7. SMILES Toolkit: Molecules

Back to Table of Contents

A molecule object represents the atoms, bonds, cycles and chiral centers of a molecule. Because it is such a fundamental object in computational chemistry, there are more functions that operate on molecules than any other object. One can:

  • Produce a molecule from a SMILES string.
  • Produce a SMILES string or a unique SMILES string from a molecule.
  • Build a molecule "from scratch" using functions to create an empty molecule, then adding atoms and bonds.
  • Add and delete atoms and bonds.
  • Change the properties of atoms and bonds.
  • Test for aromaticity of a molecule, atom, or bond. Aromaticity is determined automatically for Kekulé structures.
  • Find symmetry classes for atoms.
  • Tests for and set chiral features.
  • Generate streams of the atoms, bond, and cycles of a molecule, and streams of atoms of a cycle, bonds of a cycle, and so forth.

7.1 Creating Molecules

There are two ways to create a molecule object: "From scratch" (allocate an empty molecule), and by parsing a SMILES string:
dt_alloc_mol() => molecule
Returns a new, empty molecule.

dt_smilin(string smiles) => molecule
Interprets the given SMILES string and return a handle for the resulting molecule structure.

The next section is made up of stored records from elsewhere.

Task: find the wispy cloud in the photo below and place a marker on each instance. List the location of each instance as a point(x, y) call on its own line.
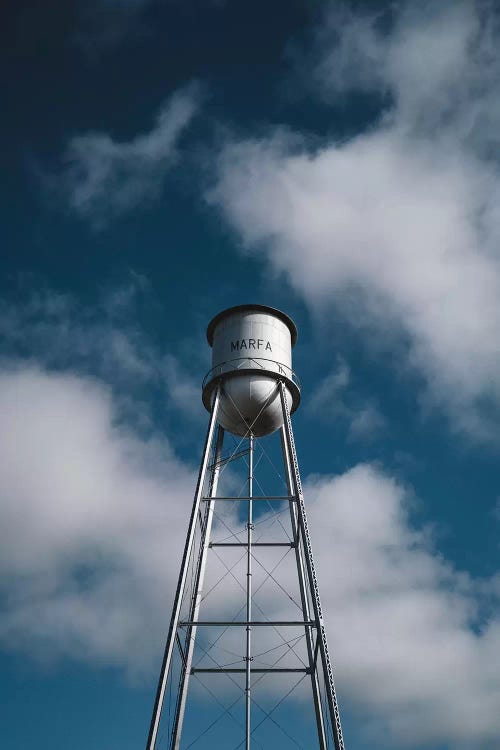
point(398, 224)
point(334, 398)
point(103, 178)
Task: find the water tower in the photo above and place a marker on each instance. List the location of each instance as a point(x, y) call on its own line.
point(250, 392)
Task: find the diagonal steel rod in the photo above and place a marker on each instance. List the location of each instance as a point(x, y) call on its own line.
point(311, 574)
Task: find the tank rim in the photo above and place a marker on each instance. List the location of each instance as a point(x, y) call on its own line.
point(257, 308)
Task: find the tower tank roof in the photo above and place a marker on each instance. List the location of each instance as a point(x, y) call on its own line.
point(252, 308)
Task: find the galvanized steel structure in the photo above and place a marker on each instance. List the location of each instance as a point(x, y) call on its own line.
point(250, 391)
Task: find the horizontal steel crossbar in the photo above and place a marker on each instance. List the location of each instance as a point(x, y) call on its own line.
point(254, 544)
point(249, 623)
point(259, 670)
point(255, 497)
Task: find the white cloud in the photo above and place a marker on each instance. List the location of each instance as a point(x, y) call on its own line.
point(91, 524)
point(413, 655)
point(397, 226)
point(334, 398)
point(92, 519)
point(103, 178)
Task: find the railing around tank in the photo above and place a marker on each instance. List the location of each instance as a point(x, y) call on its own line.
point(245, 363)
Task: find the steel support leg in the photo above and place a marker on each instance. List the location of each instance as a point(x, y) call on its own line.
point(248, 657)
point(197, 596)
point(174, 622)
point(303, 594)
point(311, 573)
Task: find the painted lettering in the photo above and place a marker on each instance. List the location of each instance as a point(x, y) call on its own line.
point(237, 346)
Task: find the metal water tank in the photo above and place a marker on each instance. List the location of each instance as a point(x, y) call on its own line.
point(251, 353)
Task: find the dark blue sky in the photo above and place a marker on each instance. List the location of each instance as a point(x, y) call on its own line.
point(299, 104)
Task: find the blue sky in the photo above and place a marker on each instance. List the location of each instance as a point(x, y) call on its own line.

Efficiency Note: The Toolkit's internal representation of molecule objects is designed for efficient analysis of the molecule's properties, and for responding to queries about the molecule quickly. It is not intended to be a compact representation of the molecule, and uses many times more memory to store than a compact representation such as a SMILES string. Applications that require many thousands of molecules in memory simultaneously should use a more compact representation for those molecules that are not of immediate interest.

7.2 Constituents of a Molecule

These functions provide ways to enumerate (generate streams of) the atoms, bonds, cycles, and chiral features of molecules. Also included are two functions, dt_bond() and dt_xatom(), for accessing related constituents without the necessity of creating a stream.

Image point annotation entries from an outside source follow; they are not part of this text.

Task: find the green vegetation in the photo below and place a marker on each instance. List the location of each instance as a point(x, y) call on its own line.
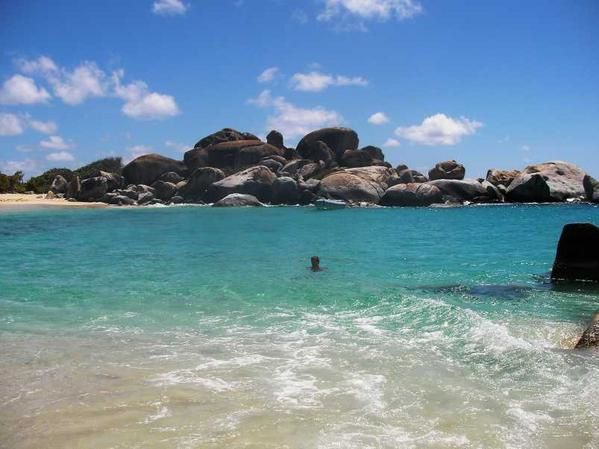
point(42, 183)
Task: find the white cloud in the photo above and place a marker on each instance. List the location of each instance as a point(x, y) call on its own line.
point(43, 127)
point(316, 81)
point(20, 89)
point(26, 165)
point(370, 9)
point(60, 156)
point(268, 75)
point(293, 121)
point(11, 125)
point(169, 7)
point(391, 143)
point(55, 143)
point(378, 118)
point(439, 129)
point(140, 103)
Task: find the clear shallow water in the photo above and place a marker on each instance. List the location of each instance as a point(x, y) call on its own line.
point(203, 328)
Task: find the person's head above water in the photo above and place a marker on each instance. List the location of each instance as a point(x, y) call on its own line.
point(315, 260)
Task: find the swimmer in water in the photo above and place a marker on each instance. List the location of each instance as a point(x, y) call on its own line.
point(315, 261)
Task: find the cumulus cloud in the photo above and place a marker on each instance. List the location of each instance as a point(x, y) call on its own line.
point(55, 143)
point(60, 156)
point(316, 81)
point(169, 7)
point(293, 121)
point(11, 125)
point(370, 9)
point(48, 127)
point(378, 118)
point(268, 75)
point(391, 143)
point(141, 103)
point(439, 129)
point(20, 89)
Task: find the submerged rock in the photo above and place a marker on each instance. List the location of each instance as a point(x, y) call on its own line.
point(577, 257)
point(238, 200)
point(590, 337)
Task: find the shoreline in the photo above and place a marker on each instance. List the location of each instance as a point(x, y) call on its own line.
point(27, 201)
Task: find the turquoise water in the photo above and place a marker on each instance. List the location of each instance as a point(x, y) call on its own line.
point(195, 327)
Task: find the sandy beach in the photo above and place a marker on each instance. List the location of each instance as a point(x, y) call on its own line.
point(19, 200)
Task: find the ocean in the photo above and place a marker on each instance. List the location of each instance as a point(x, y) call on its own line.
point(198, 327)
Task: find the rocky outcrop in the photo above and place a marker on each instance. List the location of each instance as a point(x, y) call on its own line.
point(407, 176)
point(501, 177)
point(577, 257)
point(59, 184)
point(318, 151)
point(255, 181)
point(355, 158)
point(590, 337)
point(447, 170)
point(275, 138)
point(460, 190)
point(238, 200)
point(337, 139)
point(414, 195)
point(224, 135)
point(285, 190)
point(550, 181)
point(148, 168)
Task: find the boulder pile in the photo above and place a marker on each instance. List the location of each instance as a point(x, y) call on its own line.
point(233, 168)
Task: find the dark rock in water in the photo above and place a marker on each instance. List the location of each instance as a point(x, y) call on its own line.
point(355, 158)
point(238, 200)
point(375, 153)
point(502, 177)
point(200, 180)
point(318, 151)
point(460, 190)
point(590, 337)
point(407, 176)
point(412, 195)
point(171, 176)
point(147, 168)
point(255, 181)
point(447, 170)
point(285, 191)
point(577, 257)
point(224, 135)
point(275, 138)
point(337, 139)
point(253, 154)
point(59, 184)
point(550, 181)
point(92, 189)
point(591, 188)
point(164, 190)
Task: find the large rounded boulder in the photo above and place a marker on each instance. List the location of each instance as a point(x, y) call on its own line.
point(447, 170)
point(255, 181)
point(148, 168)
point(412, 195)
point(337, 139)
point(548, 182)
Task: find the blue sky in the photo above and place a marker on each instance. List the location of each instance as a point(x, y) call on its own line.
point(493, 84)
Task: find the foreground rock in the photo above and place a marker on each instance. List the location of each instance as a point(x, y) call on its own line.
point(447, 170)
point(148, 168)
point(412, 195)
point(238, 200)
point(337, 139)
point(548, 182)
point(255, 181)
point(577, 257)
point(590, 337)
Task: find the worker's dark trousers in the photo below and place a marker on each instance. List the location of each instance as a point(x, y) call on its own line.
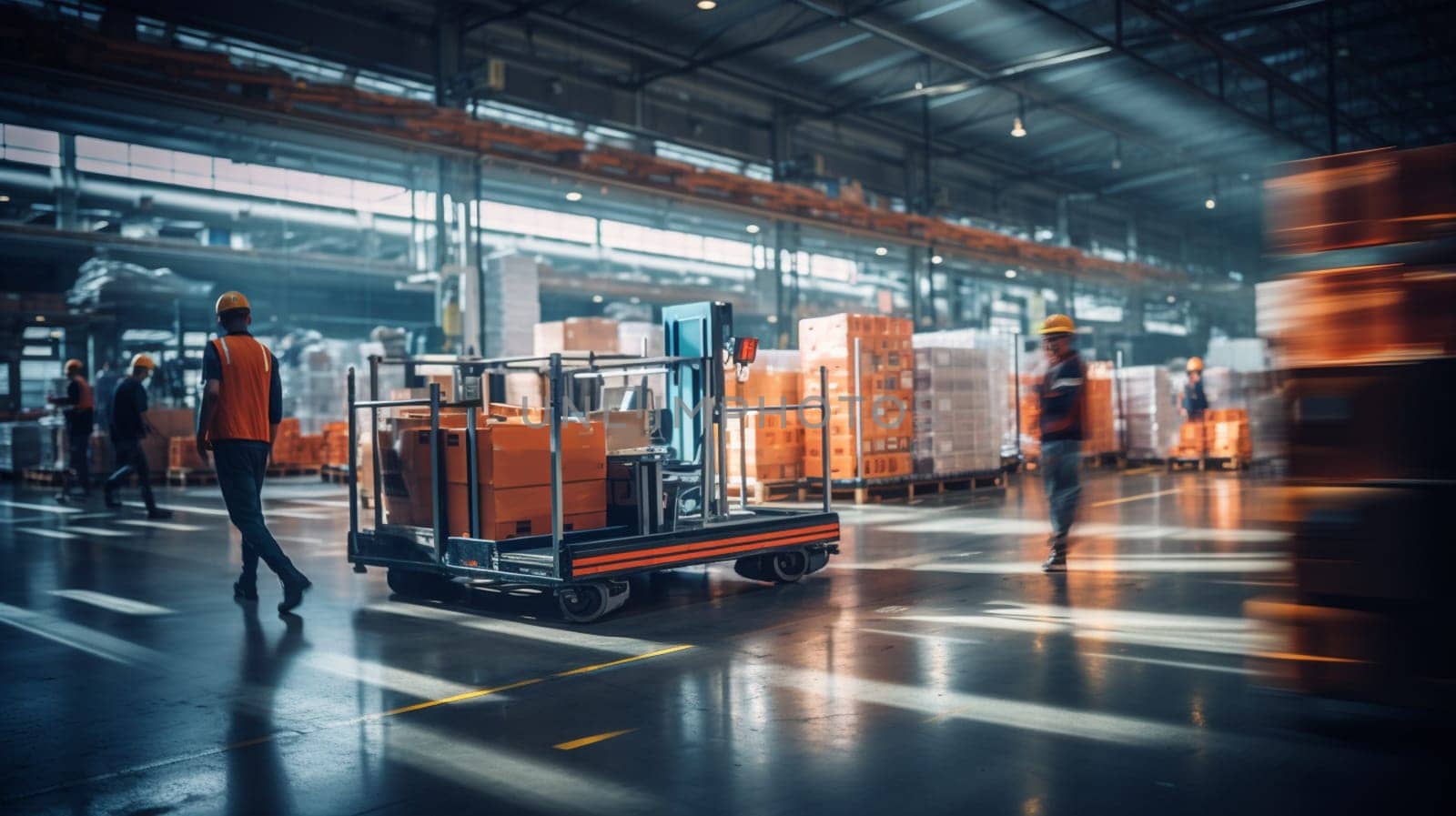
point(1060, 464)
point(240, 468)
point(79, 464)
point(131, 458)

dt_stream(Handle ob, integer typeval) => stream
Generate a stream of atoms, bonds or cycles -- a stream that contains all of the objects of the specified type that are part of the object.

Object can be a molecule, atom, bond or cycle. For example, a stream of dt_stream(bond, TYP_ATOM) returns the two atoms at either end of the bond; a stream of dt_stream(cycle, TYP_BOND) returns all the bonds that are part of the cycle.

Note: remember, dt_stream() is polymorphic -- it applies to other objects, too. Here, we are only discussing the molecule and its constituent parts.

dt_canstream(Handle object,Integer type, boolean iso, boolean addh) => stream
Allocates a stream of type 'type', in canonical order, for the molecule or reaction 'object'. Object can be a molecule, atom, bond or cycle.

dt_origstream(Handle object,Integer type) => stream
Returns a stream of objects in which the objects appear in "original" order. That is, dt_next() will return atoms in the same order as they appear in the original string used to create the object molecule via dt_smilin(), or in the order in which they were added to molecule using dt_addatom().

dt_bond(Handle at1, Handle at2) => bond
Returns the handle of the bond joining the two atoms.

dt_xatom(Handle a, Handle b) => atom
Return the atom that is across the bond b from the atom a.

dt_uid(Handle abc) => integer
Returns the unique id of an atom, bond or cycle within the containing molecule. A unique id is a smallish non-negative integer (i.e. it can be zero) that is guaranteed to not change for as long as the object abc exists. The intention is that unique id's, unlike handles, be reasonably dense; for this reason the uid makes a good array index but a handle does not. Note that unlike handles, uid's are only unique across a single containing object; for example, atoms from two different molecules may have the same uid.

dt_uidrange(Handle molecule, integer typ) => integer
Returns a number that is at least 1 greater than the largest uid currently associated with any constituent having type typ contained in the molecule.

7.3 Modifying Molecules

7.3.1 Derived Properties

Many molecule properties are derived properties. Derived properties are not explicitly specified as you create the molecule; rather, they are computed once the molecule is assembled. For example, you don't directly add a cycle (a ring) to a molecule; instead you add various bonds between the molecule's atoms; the Toolkit detects the existence of cycles after a molecule's atoms and bonds are completely specified. Cycles are thus a derived property. Other derived properties include aromaticity, chirality and, in some cases, bond type (see also dt_bondtype() and dt_bondorder()).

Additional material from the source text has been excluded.